The dusky purpletuft shares genus Iodopleura with the buff-throated purpletuft (I. pipra) and the white-browed purpletuft (I. isabellae). The white-browed and dusky purpletufts form a superspecies and might be conspecific.

The dusky purpletuft is monotypic.

==Description==

The dusky purpletuft is about 11 cm long; one male weighed 15.3 g. The sexes have almost the same plumage. They have long wings, a short tail, and a wide bill with a hooked tip. Adults have a mostly slaty blackish head, back, wings, and tail. They have a white band on the rump. Their underparts are smoky brown with white down the center. Males have a small tuft of violet feathers on their upper flank; females' tufts are white. Both sexes have a dark brown iris, a black maxilla, a lead-gray mandible, and dark lead-gray legs. Juveniles have white tips on their dark feathers.

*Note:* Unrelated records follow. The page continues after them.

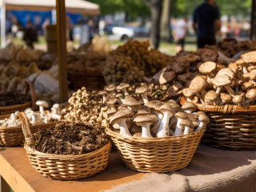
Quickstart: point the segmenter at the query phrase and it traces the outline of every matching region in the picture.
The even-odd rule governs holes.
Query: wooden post
[[[0,175],[0,192],[10,192],[10,186],[1,175]]]
[[[57,41],[58,57],[59,100],[67,101],[66,27],[65,1],[56,0]]]
[[[256,0],[252,1],[251,4],[251,14],[250,14],[250,40],[255,40],[256,38]]]

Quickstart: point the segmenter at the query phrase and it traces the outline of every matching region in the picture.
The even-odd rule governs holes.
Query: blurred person
[[[34,48],[34,43],[38,41],[38,31],[30,21],[27,22],[26,26],[24,29],[23,40],[26,45]]]
[[[193,28],[198,37],[198,47],[216,45],[216,33],[220,30],[220,14],[214,0],[205,0],[193,15]]]
[[[174,37],[176,41],[176,52],[184,50],[185,38],[187,34],[187,18],[179,20],[174,30]]]

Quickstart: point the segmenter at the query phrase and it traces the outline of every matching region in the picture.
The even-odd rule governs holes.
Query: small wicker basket
[[[185,98],[181,97],[181,104],[185,102]],[[246,108],[232,104],[195,104],[210,119],[202,143],[228,150],[256,149],[256,105]]]
[[[9,118],[10,115],[0,116],[0,120]],[[31,126],[33,132],[37,131],[40,128],[46,128],[54,124],[49,123]],[[22,126],[3,127],[0,127],[0,146],[12,147],[22,145],[24,143],[24,135],[22,133]]]
[[[125,137],[106,127],[123,163],[141,172],[164,173],[189,165],[205,127],[185,135],[166,138]]]
[[[20,112],[25,135],[24,148],[30,163],[43,176],[57,180],[76,180],[105,170],[110,155],[111,142],[94,152],[78,155],[42,153],[35,150],[34,135],[24,112]]]
[[[15,105],[10,105],[10,106],[0,107],[0,115],[10,114],[10,113],[14,112],[16,111],[22,112],[30,107],[32,107],[33,110],[35,110],[37,108],[36,104],[35,104],[35,102],[37,101],[37,96],[34,92],[33,84],[29,80],[26,80],[26,82],[27,83],[27,85],[28,85],[26,89],[26,94],[28,94],[28,92],[30,89],[31,102],[27,102],[25,104],[15,104]]]

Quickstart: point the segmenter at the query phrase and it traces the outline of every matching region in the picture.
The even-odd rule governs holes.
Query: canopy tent
[[[100,14],[99,6],[83,0],[65,0],[66,11],[88,16]],[[56,8],[55,0],[0,0],[1,46],[6,46],[6,10],[49,11]]]

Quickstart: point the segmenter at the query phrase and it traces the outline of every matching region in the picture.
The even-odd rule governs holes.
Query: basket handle
[[[22,132],[25,137],[25,143],[32,149],[35,149],[34,139],[30,130],[30,122],[25,112],[19,112],[19,120],[22,123]]]
[[[28,79],[26,80],[26,82],[27,85],[26,88],[26,94],[27,95],[29,92],[29,90],[30,89],[32,109],[33,111],[35,111],[37,109],[37,105],[35,104],[35,102],[37,102],[37,94],[35,93],[34,88],[32,82]]]

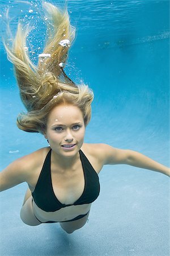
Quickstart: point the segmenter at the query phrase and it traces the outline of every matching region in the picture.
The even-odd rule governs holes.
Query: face
[[[83,143],[84,133],[82,113],[76,106],[63,104],[50,112],[44,135],[58,155],[75,155]]]

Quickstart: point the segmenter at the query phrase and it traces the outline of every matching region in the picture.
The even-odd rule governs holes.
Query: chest
[[[81,163],[74,169],[59,171],[51,167],[52,189],[58,201],[62,204],[72,204],[83,192],[85,176]]]

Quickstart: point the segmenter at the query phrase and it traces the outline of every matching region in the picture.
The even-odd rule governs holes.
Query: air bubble
[[[69,44],[70,44],[70,41],[69,39],[64,39],[60,41],[60,43],[58,43],[58,44],[60,44],[61,46],[65,47],[65,46],[69,46]]]
[[[64,64],[62,62],[61,62],[60,63],[59,63],[58,65],[60,67],[61,67],[62,68],[62,67],[63,67]]]

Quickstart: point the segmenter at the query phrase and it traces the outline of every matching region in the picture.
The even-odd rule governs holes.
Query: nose
[[[67,130],[66,131],[66,134],[65,138],[65,141],[67,142],[71,142],[73,141],[73,137],[72,135],[72,134],[71,131],[69,130]]]

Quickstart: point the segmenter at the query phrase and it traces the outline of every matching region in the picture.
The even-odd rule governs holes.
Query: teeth
[[[63,145],[64,147],[73,147],[73,146],[74,145]]]

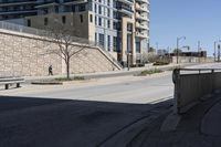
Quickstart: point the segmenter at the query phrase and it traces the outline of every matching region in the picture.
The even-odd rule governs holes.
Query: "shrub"
[[[146,70],[146,71],[143,71],[138,74],[138,76],[146,76],[147,74],[150,75],[150,74],[156,74],[156,73],[161,73],[162,71],[161,70],[158,70],[158,69],[155,69],[155,70]]]

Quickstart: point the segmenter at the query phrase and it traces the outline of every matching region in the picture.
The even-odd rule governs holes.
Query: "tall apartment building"
[[[51,15],[55,14],[55,20],[65,28],[78,31],[75,35],[96,42],[122,62],[127,62],[128,57],[131,64],[140,62],[141,53],[148,50],[149,0],[0,1],[2,4],[13,3],[13,9],[8,9],[8,12],[15,10],[14,3],[25,8],[25,2],[31,2],[33,13],[22,13],[27,25],[40,29],[53,25]],[[22,14],[14,13],[8,18],[20,18]]]
[[[21,19],[36,15],[36,0],[0,0],[0,21],[22,23]]]

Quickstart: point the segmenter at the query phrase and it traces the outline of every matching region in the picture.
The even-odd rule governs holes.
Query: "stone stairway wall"
[[[65,64],[54,54],[45,54],[46,48],[57,44],[31,34],[0,30],[0,76],[48,75],[49,65],[54,74],[64,74]],[[95,73],[118,70],[98,48],[87,48],[72,57],[71,73]]]

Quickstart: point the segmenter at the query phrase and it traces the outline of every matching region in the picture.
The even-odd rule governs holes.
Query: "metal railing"
[[[4,22],[4,21],[0,21],[0,29],[21,32],[21,33],[28,33],[28,34],[33,34],[33,35],[46,35],[48,34],[45,30],[39,30],[39,29],[19,25],[19,24],[13,24],[13,23],[9,23],[9,22]],[[102,49],[105,52],[105,54],[109,59],[112,59],[113,62],[115,62],[120,69],[123,69],[123,65],[115,57],[113,57],[113,55],[108,51],[105,50],[105,48],[104,48],[104,45],[102,45],[102,43],[92,42],[92,41],[88,41],[86,39],[77,38],[77,36],[72,36],[72,38],[73,38],[72,39],[73,42],[88,43],[91,45],[98,46],[99,49]]]
[[[29,27],[24,27],[20,24],[14,24],[14,23],[9,23],[6,21],[0,21],[0,29],[21,32],[21,33],[29,33],[29,34],[34,34],[34,35],[40,35],[40,34],[43,34],[43,32],[45,32],[43,30],[29,28]]]
[[[221,90],[221,69],[176,69],[175,113],[182,114],[204,97]]]

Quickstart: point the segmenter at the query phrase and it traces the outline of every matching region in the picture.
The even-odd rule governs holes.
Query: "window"
[[[97,17],[95,15],[95,24],[97,24]]]
[[[27,23],[28,23],[28,24],[27,24],[28,27],[31,27],[31,20],[30,20],[30,19],[28,20]]]
[[[109,17],[109,9],[107,9],[107,17]]]
[[[98,25],[102,27],[102,18],[98,20]]]
[[[95,33],[95,43],[97,43],[97,33]]]
[[[107,35],[107,50],[110,51],[110,36]]]
[[[80,14],[80,21],[81,21],[81,23],[83,22],[83,15],[82,14]]]
[[[99,33],[99,45],[104,48],[104,34]]]
[[[85,11],[85,10],[86,10],[86,9],[85,9],[85,6],[84,6],[84,4],[78,6],[78,10],[80,10],[80,12]]]
[[[107,28],[110,28],[110,22],[109,22],[109,20],[107,20]]]
[[[116,52],[117,51],[117,38],[113,36],[113,50]]]
[[[65,17],[65,15],[62,17],[62,23],[63,23],[63,24],[66,23],[66,17]]]
[[[48,23],[49,23],[48,18],[44,18],[44,25],[48,25]]]
[[[98,7],[98,13],[102,14],[102,7]]]
[[[97,6],[96,6],[96,3],[94,4],[94,11],[95,11],[95,13],[97,12]]]
[[[136,52],[140,53],[140,42],[136,41]]]
[[[90,21],[93,22],[93,15],[92,14],[90,14]]]

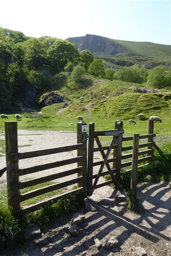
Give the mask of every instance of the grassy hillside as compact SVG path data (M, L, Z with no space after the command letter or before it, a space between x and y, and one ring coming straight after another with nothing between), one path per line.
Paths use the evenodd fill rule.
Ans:
M149 42L122 41L95 35L67 39L78 51L87 49L94 55L130 57L141 56L160 60L170 60L171 46Z
M135 88L139 89L140 84L93 77L92 80L87 87L76 90L62 87L60 92L70 99L68 102L33 109L31 112L27 109L24 112L18 109L13 113L4 113L9 116L9 121L16 121L17 113L21 114L22 120L18 122L18 129L33 130L76 131L78 115L82 116L88 125L94 122L96 130L112 129L115 121L120 119L124 121L125 135L146 133L148 119L151 115L156 115L162 121L155 123L154 132L162 138L170 135L170 92L163 90L155 93L133 92ZM102 99L103 94L109 98ZM80 102L80 96L85 100ZM137 114L140 113L145 115L144 120L138 120ZM137 124L129 125L130 118L134 119ZM1 132L4 130L5 121L0 120ZM69 124L70 121L73 125Z

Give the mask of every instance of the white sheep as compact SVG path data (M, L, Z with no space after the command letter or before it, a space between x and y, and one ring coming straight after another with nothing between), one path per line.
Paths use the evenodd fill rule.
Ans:
M84 100L85 99L83 97L80 97L80 100Z
M17 121L18 121L20 119L21 120L21 118L22 118L21 116L19 115L19 114L17 114L16 115L16 117Z
M145 116L144 114L139 114L137 115L137 116L139 119L140 119L141 118L143 118L145 117Z
M81 121L82 121L83 119L83 117L81 116L79 116L77 117L77 120L80 120Z
M132 123L132 124L133 124L133 123L135 123L135 125L136 123L135 120L133 120L133 119L130 119L129 120L129 123L130 125L131 123Z
M155 122L159 121L159 122L160 122L161 123L162 122L162 120L161 120L160 118L158 116L151 116L150 117L149 119L150 120L153 120L154 121L155 121Z
M4 114L2 114L1 115L1 119L3 119L3 118L4 118L5 119L6 119L6 118L7 119L8 119L9 117L8 116L6 116L6 115L5 115Z
M102 97L104 99L109 99L109 97L107 97L107 96L105 96L105 95L103 95Z

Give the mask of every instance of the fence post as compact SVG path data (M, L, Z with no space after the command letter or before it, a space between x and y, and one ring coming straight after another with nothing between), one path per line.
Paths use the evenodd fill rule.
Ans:
M151 134L154 133L154 120L148 120L148 127L147 128L147 133L148 134ZM152 142L153 141L153 137L147 138L147 142ZM147 149L151 149L153 148L153 146L147 147ZM151 156L151 153L149 153L146 155L146 156Z
M89 123L89 136L88 140L88 165L87 166L87 195L90 196L93 194L93 170L95 139L95 124Z
M14 203L12 198L20 194L19 190L14 188L13 184L19 182L18 175L13 170L18 169L18 160L13 161L9 157L9 153L18 153L17 122L5 122L6 161L8 206L11 206L14 212L21 209L19 203Z
M135 196L136 195L139 138L139 134L133 134L131 189Z
M117 129L119 131L123 130L123 122L115 121L115 129ZM114 144L117 145L117 147L114 148L113 151L113 157L117 157L116 161L113 162L113 169L116 169L116 175L115 178L115 185L117 184L119 181L120 176L120 173L121 168L121 156L122 156L122 133L119 134L114 141Z
M80 143L86 143L87 144L87 123L84 123L83 121L77 123L77 144ZM83 172L78 173L78 177L80 176L87 176L87 148L85 149L77 149L77 156L84 156L86 159L84 161L82 162L79 162L77 164L77 166L86 166L86 170ZM78 183L78 185L80 187L84 187L87 186L87 182L84 181L83 182L79 182Z

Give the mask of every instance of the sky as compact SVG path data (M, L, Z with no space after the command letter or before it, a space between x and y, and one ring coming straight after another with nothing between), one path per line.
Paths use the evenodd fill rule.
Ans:
M0 25L39 38L171 44L171 0L1 0Z

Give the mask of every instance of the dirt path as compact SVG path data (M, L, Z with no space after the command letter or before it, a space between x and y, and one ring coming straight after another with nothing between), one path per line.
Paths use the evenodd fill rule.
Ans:
M138 194L145 209L141 214L128 212L124 208L117 212L115 209L119 207L115 203L106 204L101 200L104 198L113 198L117 192L108 186L95 191L90 200L96 211L84 210L86 219L79 237L70 236L65 231L70 226L72 217L68 216L63 221L52 222L44 234L28 242L22 249L5 252L1 256L132 256L137 255L135 253L137 247L144 248L145 255L149 256L170 255L171 202L168 182L139 186ZM118 252L103 248L98 251L94 236L104 246L111 235L119 241Z

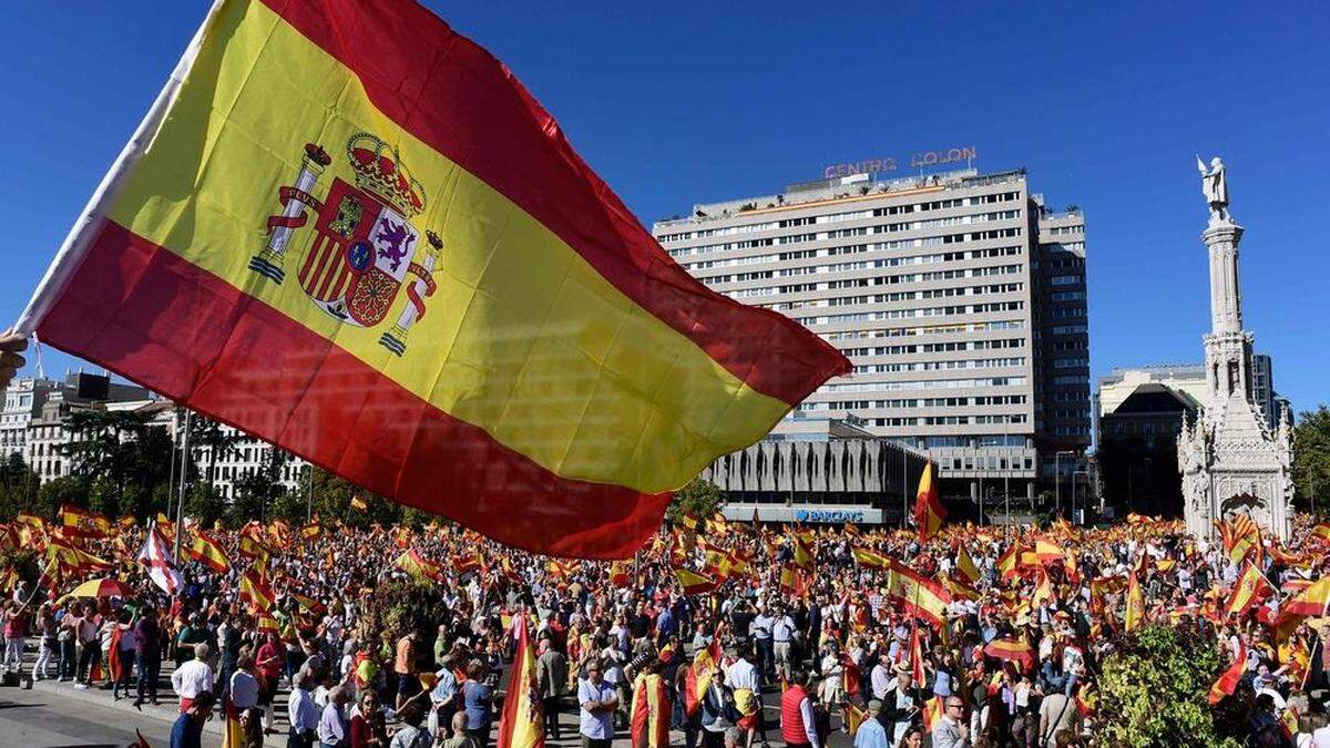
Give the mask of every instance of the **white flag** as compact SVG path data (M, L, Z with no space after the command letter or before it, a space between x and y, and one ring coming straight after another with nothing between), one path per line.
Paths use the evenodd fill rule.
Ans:
M176 562L166 552L166 542L157 534L156 527L148 531L148 539L138 550L138 563L148 568L148 576L152 578L153 584L161 587L168 595L180 594L181 587L185 586L184 578L176 571Z

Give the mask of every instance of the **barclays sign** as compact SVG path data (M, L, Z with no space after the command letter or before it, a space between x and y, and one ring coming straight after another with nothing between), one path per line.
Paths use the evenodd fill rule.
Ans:
M794 510L794 519L798 522L831 522L835 524L843 524L846 522L863 522L863 510L822 510L822 508L797 508Z

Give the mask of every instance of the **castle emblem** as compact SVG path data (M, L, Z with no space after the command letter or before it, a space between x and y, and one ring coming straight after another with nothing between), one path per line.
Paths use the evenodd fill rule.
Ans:
M443 250L434 232L420 232L411 220L424 210L420 182L396 150L368 133L346 144L355 184L334 177L327 197L314 197L319 177L332 162L322 146L307 144L295 185L278 189L282 212L267 218L267 245L249 268L263 278L286 280L286 250L315 213L313 237L295 266L306 295L325 313L358 327L375 327L388 315L406 287L407 305L379 345L406 353L407 333L424 317L424 299L434 294L431 274Z

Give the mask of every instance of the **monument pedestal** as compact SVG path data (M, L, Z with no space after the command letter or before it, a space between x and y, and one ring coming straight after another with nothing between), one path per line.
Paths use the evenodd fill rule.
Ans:
M1242 329L1238 287L1238 242L1242 226L1228 213L1222 162L1212 161L1205 196L1210 222L1201 241L1210 258L1210 333L1205 335L1205 410L1184 423L1177 439L1186 531L1216 535L1214 522L1252 516L1267 536L1287 540L1293 528L1293 429L1285 410L1279 423L1266 423L1256 405L1252 381L1254 335Z

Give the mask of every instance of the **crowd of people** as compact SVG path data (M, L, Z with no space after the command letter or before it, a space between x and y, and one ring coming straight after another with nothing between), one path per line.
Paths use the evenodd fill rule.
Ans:
M214 713L249 745L273 732L302 748L516 744L499 723L519 628L539 729L587 748L664 748L672 733L686 748L1081 745L1103 661L1150 623L1242 657L1226 693L1254 691L1253 745L1297 744L1281 717L1299 704L1306 727L1330 676L1330 622L1281 610L1330 564L1330 532L1307 522L1287 544L1258 536L1238 555L1228 534L1196 540L1146 518L948 526L927 540L688 518L613 563L536 556L451 524L254 522L184 528L184 584L170 592L136 563L149 532L172 544L170 523L66 531L77 524L5 526L4 544L44 560L40 579L0 570L4 668L136 707L169 695L180 745ZM200 535L222 558L192 551ZM1254 591L1249 570L1265 582ZM84 578L128 590L63 596ZM394 588L406 602L384 608ZM1327 728L1301 737L1330 745Z

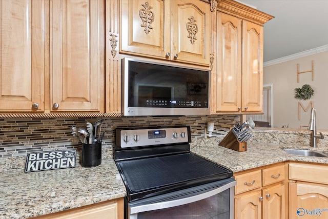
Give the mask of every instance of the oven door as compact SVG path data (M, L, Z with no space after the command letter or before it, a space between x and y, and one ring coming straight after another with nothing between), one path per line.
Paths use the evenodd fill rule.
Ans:
M233 178L128 203L129 219L234 217Z

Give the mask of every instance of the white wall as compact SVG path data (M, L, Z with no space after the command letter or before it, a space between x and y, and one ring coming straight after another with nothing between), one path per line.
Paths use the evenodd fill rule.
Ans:
M311 70L312 60L314 61L314 81L311 72L304 73L299 74L297 83L297 64L299 64L300 72ZM273 84L274 127L281 128L284 125L289 125L290 128L307 126L311 107L306 112L301 107L299 120L298 102L306 109L312 101L316 111L317 128L328 129L328 51L265 67L263 84ZM295 98L295 88L301 88L305 84L312 87L314 95L306 101Z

==Distribution and habitat==

The dusky purpletuft is found in far eastern and southeastern Bolívar state in eastern Venezuela, east across the Guianas, and possibly slightly into northeastern Brazil's Amapá state. There are also a few scattered records south near the Brazilian city of Manaus. It inhabits the canopy and edges of humid forest up to an elevation of 500 m.

==Behavior==
===Movement===

The dusky purpletuft is believed to be a year-round resident.

===Feeding===

The dusky purpletuft feeds primarily on insects and also includes some fruit in its diet. It takes insects in mid-air with a sally from a treetop. Nothing else is known about its diet or feeding behavior.

===Breeding===

The dusky purpletuft's breeding season has not been defined but appears to begin in December in French Guiana, when observers noted a female building a nest. It was a very small cone that appeared to straddle a horizontal branch somewhat below the top of a 20 m tall tree. By late January the nest was gone, possibly due to heavy rains and wind. After this date the female began another nest on the remains of the first one.

===Vocalization===

The dusky purpletuft makes "[s]oft trilled notes and high, thin notes" that are similar to those of the white-browed purpletuft, which see here.

==Status==

The IUCN has assessed the dusky purpletuft as being of Least Concern. It has a large range; its population size is not known and is believed to be decreasing. No immediate threats have been identified. It is known in Venezuela only from two specimens and a few sight records and is rare in Brazil.
It is "probably under-recorded owing to difficulty of observation of small treetop birds in areas of unbroken forest". It occurs in two protected areas in Venezuela.